Distanasia: Prolongación médicamente inútil de la
agonía de un paciente sin perspectiva de cura.
Esta
distinción es importante porque, muy probablemente, quienes solicitan la
eutanasia no lo hacen tanto porque estén optando por la muerte cuanto porque
rechazan una larga agonía, que hoy la técnica puede hacer casi interminable, porque
tienen miedo al dolor, porque no quieren que su familia tenga que sufrir
haciéndose cargo de ellos. Vaya por delante que, en mi opinión, tan reprobable
es la eutanasia como la distanasia. Es decir: rechazar la eutanasia no es estar
a favor de la prolongación artificial e inútil de la vida, ni del llamado “encarnizamiento
terapéutico”. Es defender la muerte como un proceso natural que no hay que
adelantar pero tampoco retrasar sin medida y sin sentido. Pero es que, a lo que
yo sé, la interrupción de tratamientos es una práctica habitual entre nosotros.

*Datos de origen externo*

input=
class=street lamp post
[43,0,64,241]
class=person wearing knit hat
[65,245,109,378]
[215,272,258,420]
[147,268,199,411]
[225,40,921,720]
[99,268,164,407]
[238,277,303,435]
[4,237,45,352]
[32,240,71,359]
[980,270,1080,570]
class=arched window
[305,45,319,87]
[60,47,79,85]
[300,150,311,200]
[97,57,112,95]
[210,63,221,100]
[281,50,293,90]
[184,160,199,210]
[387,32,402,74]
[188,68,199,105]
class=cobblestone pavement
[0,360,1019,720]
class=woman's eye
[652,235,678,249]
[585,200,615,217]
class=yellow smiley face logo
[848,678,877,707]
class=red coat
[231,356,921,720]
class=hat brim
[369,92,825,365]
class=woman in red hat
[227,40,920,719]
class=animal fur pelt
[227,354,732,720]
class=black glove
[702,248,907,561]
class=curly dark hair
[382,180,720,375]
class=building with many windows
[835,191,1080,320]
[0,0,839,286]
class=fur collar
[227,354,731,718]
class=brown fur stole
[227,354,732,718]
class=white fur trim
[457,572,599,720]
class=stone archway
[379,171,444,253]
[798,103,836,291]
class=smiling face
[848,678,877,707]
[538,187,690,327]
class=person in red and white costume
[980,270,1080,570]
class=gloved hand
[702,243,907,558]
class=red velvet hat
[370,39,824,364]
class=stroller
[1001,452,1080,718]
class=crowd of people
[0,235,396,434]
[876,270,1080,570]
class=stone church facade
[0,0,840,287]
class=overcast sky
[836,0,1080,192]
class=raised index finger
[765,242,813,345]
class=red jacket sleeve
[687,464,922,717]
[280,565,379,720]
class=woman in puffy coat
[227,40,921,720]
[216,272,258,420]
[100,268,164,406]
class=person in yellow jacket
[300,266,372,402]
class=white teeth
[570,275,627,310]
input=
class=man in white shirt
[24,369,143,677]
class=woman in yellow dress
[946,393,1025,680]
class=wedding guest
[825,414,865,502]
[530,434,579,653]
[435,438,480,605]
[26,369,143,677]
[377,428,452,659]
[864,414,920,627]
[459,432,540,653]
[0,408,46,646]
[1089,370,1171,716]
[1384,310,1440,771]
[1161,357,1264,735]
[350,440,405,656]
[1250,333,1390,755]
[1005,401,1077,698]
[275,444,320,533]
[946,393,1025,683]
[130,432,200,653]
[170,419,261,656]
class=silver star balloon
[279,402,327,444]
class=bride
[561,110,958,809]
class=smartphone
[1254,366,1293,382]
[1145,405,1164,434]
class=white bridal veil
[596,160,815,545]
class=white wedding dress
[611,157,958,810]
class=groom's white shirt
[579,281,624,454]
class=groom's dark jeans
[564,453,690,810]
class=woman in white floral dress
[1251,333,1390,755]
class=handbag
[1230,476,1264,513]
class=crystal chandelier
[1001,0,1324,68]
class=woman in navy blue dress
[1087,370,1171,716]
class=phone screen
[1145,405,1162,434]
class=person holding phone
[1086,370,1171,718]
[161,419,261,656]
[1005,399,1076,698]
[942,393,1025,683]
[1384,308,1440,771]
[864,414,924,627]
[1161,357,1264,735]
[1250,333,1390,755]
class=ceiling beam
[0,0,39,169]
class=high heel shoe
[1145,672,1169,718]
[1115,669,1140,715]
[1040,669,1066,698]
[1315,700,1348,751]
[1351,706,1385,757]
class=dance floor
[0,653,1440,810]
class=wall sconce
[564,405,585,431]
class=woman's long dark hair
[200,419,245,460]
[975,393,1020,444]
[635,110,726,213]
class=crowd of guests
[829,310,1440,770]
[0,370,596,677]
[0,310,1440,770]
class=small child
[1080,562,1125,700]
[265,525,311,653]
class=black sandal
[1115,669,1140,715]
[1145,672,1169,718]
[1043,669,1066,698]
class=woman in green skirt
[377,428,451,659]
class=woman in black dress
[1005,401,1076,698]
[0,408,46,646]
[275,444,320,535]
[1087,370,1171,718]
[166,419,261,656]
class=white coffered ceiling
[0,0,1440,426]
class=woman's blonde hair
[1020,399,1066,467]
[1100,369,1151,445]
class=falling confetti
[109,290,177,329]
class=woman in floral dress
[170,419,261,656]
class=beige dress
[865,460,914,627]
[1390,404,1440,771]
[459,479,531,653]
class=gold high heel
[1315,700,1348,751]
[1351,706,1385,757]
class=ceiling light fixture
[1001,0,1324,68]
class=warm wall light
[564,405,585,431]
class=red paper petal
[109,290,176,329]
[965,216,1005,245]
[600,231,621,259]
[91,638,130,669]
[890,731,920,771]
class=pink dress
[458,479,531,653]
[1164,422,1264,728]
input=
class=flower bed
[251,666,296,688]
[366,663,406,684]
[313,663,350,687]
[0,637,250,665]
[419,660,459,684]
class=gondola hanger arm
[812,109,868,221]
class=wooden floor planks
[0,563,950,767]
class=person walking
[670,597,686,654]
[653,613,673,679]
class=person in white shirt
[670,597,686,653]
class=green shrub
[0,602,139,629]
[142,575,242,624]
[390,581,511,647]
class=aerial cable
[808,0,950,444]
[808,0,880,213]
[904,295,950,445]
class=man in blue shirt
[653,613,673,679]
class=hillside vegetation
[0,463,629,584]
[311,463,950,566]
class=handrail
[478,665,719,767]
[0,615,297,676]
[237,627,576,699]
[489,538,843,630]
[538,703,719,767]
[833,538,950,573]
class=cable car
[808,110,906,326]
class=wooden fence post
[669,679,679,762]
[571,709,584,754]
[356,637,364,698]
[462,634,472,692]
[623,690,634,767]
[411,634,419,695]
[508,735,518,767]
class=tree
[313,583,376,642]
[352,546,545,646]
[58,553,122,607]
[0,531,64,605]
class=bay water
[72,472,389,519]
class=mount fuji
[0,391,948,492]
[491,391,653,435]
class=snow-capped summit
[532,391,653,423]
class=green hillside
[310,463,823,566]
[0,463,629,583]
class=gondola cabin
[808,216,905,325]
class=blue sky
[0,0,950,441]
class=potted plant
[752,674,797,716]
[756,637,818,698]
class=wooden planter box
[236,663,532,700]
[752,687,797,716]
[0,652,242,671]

He tenido familiares a los que se ha desconectado el respirador porque no
existía, al parecer médico, ninguna posibilidad de la más mínima recuperación o
mejoría; familiares a los que se decidió no hacer ninguna transfusión más de
sangre, aunque eso hubiera podido alargarles la vida algunas semanas o algún
mes. En ninguno de esos casos pensó nadie estar permitiendo una eutanasia ni
los sanitarios responsables fueron nunca perseguidos. De lo que estamos
hablando, pues, cuando hablamos de legalizar la eutanasia es del hecho de
acabar intencionadamente con una vida. Por lo tanto, cuando se le administran a
un enfermo fármacos que pueden aliviarle el dolor aun sabiendo que se le está
acortando la vida, no se puede hablar propiamente de eutanasia, porque la
intervención no se hace con la deliberada intención de acabar con su vida, sino
de aliviarle el dolor.
A
menudo, todas estas distinciones no suelen tenerse en cuenta al hablar de la
eutanasia y, en mi opinión, aquí existe una gran diferencia moral entre la
acción y la omisión, que debería ser tenida en cuenta. La ciencia y la técnica
médicas pueden hoy aliviar el dolor y hacer más llevadero el trance de morir,
pero deberían hacerlo sin olvidar permitir la cercanía familiar. Tenemos que
cambiar la visión de la muerte y acompañar en su asunción como un proceso
natural, sin que haya que mentir al enfermo terminal para que no sufra. Pero
este cambio no se puede operar en las últimas semanas antes de la muerte, hay
que prepararlo durante toda la vida. “La
vida es una preparación para la muerte”. Como sociedad, tenemos que
repensar nuestro sentido de la muerte, tenemos que reformular nuestra relación
con ella. Además de en el derecho, hemos de profundizar en el hecho.
Mientras
tanto, legalizar la eutanasia no me parece un avance de la humanidad.
“Una vez que la sociedad permite a
una persona matar a otra según unos estándares privados de qué vidas merecen seguir
viviéndose, no habrá manera de detener ese virus que habremos inoculado.”